Yoweri Museveni, president of Uganda, has backed a contentious law that has some of the world’s harshest anti-LGBTQ legislation, but he will send it back to parliament so that it include provisions for the rehabilitation of gay individuals.
However, Museveni commended the parliamentarians for passing the bill and vowed he would never yield to international criticism at a National Resistance Movement (NRM) gathering on Friday.
“I want to congratulate the honourable members of parliament on your stand on the “Ebitingwa,” [Runyankore word for gay men],” he said
“Congratulations, I congratulate you for that strong stand.

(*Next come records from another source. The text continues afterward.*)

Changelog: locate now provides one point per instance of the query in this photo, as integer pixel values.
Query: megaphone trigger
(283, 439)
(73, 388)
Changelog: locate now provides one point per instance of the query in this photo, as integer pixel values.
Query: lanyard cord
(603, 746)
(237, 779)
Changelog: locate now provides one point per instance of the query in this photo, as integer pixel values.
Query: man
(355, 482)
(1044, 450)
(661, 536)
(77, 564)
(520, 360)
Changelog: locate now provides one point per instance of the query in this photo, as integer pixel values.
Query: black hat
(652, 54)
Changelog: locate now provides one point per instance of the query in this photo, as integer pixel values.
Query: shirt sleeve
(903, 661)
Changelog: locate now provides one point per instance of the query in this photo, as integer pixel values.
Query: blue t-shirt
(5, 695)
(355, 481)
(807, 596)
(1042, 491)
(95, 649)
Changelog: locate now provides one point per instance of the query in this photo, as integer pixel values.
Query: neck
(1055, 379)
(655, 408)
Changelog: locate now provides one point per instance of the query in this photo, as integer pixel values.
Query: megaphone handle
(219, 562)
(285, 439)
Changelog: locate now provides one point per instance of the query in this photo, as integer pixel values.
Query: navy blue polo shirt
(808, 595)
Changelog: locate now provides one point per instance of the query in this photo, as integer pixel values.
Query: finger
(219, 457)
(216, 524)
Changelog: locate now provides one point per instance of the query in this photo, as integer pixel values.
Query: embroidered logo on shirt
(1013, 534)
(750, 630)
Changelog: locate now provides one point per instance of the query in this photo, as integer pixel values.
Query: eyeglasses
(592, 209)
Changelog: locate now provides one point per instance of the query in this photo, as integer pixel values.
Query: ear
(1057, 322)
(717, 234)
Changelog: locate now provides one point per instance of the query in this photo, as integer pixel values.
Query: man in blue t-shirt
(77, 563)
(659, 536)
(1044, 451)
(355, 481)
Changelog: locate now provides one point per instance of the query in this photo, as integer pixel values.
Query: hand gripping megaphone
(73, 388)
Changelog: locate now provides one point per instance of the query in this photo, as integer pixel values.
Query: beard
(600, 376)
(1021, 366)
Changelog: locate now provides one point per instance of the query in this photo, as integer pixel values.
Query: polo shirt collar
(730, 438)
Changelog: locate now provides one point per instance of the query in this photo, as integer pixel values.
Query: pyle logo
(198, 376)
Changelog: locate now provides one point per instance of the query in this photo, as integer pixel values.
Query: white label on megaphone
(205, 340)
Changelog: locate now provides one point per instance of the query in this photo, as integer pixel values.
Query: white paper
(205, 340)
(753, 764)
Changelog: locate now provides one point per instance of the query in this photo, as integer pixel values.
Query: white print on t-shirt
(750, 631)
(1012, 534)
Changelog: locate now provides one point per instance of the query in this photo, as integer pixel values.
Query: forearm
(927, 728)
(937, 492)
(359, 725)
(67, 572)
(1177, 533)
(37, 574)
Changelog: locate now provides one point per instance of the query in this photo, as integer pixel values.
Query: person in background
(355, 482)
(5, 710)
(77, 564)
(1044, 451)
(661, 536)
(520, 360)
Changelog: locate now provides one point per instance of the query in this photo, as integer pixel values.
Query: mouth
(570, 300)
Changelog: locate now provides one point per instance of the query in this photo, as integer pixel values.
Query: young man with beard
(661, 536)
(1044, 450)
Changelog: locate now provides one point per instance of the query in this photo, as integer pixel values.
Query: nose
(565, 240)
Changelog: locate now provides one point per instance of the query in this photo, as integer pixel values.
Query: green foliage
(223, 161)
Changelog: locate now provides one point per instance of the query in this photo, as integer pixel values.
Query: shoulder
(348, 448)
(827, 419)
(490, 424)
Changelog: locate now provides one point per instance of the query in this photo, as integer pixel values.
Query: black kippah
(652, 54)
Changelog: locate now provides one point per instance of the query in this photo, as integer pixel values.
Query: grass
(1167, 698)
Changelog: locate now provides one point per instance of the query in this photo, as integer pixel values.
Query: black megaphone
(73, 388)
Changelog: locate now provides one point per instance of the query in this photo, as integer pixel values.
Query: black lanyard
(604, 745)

It is good that you rejected the pressure from the imperialists.”
The bill, which prescribes the death penalty in some cases, was passed last month and has already triggered a wave of arrests and attacks against LGBTQ Ugandans.
But Museveni rejected criticism from human rights groups.

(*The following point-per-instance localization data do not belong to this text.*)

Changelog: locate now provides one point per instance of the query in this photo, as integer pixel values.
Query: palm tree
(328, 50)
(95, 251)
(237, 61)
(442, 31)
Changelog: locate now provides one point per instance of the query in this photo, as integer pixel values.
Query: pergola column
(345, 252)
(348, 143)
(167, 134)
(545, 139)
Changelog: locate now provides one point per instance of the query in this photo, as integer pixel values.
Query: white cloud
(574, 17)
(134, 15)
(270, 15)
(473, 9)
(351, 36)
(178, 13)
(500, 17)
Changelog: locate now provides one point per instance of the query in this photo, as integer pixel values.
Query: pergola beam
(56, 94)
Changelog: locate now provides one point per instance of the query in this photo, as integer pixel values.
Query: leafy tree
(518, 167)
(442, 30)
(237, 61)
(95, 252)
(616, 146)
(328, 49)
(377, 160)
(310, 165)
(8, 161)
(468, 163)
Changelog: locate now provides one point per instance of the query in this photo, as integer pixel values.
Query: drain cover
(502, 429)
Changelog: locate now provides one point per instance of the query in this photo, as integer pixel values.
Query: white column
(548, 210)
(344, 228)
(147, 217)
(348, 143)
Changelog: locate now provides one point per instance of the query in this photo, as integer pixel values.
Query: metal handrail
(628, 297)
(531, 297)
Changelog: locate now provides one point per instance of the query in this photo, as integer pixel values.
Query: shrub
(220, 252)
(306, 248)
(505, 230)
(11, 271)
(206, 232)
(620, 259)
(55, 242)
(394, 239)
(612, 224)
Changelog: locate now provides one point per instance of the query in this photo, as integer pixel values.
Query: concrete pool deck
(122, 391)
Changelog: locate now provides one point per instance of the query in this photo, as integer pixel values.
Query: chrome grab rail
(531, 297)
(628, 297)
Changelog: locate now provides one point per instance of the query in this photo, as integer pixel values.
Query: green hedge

“Europe is lost. So they also want us to be lost, but in order to fight we must be patriotic.
“If we are parasitic in mind, mind of a parasite, there is no way you can fight, that’s how you become a prostitute because you feared sacrifice, you fear difficulties. Somebody says I will give you money if you become a prostitute. And that’s what they want us to be.

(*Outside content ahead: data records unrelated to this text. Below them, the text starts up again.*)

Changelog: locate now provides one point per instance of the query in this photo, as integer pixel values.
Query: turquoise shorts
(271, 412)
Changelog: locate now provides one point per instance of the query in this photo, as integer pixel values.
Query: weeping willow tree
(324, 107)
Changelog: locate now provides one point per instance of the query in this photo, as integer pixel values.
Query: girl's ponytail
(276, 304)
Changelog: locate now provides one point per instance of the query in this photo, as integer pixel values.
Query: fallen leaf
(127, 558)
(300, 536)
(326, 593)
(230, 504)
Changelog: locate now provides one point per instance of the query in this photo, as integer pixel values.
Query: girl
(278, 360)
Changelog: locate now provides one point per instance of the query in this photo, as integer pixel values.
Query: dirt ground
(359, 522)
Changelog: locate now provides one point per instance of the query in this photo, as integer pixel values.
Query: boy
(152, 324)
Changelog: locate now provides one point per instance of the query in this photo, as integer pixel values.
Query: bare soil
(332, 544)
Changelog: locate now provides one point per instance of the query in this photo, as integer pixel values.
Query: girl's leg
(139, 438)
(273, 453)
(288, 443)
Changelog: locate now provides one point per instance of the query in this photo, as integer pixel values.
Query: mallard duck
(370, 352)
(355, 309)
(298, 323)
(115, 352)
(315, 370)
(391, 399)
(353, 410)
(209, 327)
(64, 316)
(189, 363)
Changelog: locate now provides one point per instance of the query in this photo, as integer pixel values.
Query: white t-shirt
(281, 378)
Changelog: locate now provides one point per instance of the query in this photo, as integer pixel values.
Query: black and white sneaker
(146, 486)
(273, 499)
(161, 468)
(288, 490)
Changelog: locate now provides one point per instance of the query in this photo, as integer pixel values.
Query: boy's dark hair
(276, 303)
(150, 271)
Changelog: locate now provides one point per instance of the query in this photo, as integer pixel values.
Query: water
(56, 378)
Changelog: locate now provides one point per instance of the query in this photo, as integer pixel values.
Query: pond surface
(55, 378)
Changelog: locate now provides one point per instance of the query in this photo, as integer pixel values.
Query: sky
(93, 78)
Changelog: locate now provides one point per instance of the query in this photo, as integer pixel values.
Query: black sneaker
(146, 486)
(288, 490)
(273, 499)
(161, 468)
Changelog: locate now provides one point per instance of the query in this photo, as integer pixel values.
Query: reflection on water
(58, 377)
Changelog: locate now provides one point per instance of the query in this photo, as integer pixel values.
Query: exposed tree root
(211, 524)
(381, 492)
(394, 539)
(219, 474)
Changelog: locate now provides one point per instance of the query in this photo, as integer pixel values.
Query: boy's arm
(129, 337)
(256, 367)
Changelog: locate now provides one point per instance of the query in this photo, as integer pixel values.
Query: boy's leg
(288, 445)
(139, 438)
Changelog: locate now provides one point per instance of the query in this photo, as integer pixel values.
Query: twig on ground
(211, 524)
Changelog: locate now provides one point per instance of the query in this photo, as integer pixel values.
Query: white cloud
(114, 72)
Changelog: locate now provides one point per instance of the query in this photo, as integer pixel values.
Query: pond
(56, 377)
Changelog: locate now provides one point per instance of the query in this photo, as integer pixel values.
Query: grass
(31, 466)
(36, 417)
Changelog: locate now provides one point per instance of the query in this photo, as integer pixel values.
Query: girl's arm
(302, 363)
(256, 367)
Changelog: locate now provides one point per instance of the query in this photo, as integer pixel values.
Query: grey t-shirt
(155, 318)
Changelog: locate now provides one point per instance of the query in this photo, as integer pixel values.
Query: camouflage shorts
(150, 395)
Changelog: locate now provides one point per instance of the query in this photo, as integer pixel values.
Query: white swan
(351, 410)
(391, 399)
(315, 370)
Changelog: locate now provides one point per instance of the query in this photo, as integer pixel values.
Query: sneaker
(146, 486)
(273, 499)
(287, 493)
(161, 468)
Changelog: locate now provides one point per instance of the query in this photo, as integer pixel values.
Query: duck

“They want Africa to be prostitutes. Do what we don’t believe in because we want money.”
Those who advocate or promote the rights of LGBTQ people can be jailed for up to 20 years and be sentenced to death for an offence of “aggravated homosexuality.”
The U.S. has warned of economic consequences if the legislation is enacted. A group of U.N. experts has described the bill, if enacted, as “an egregious violation of human rights.”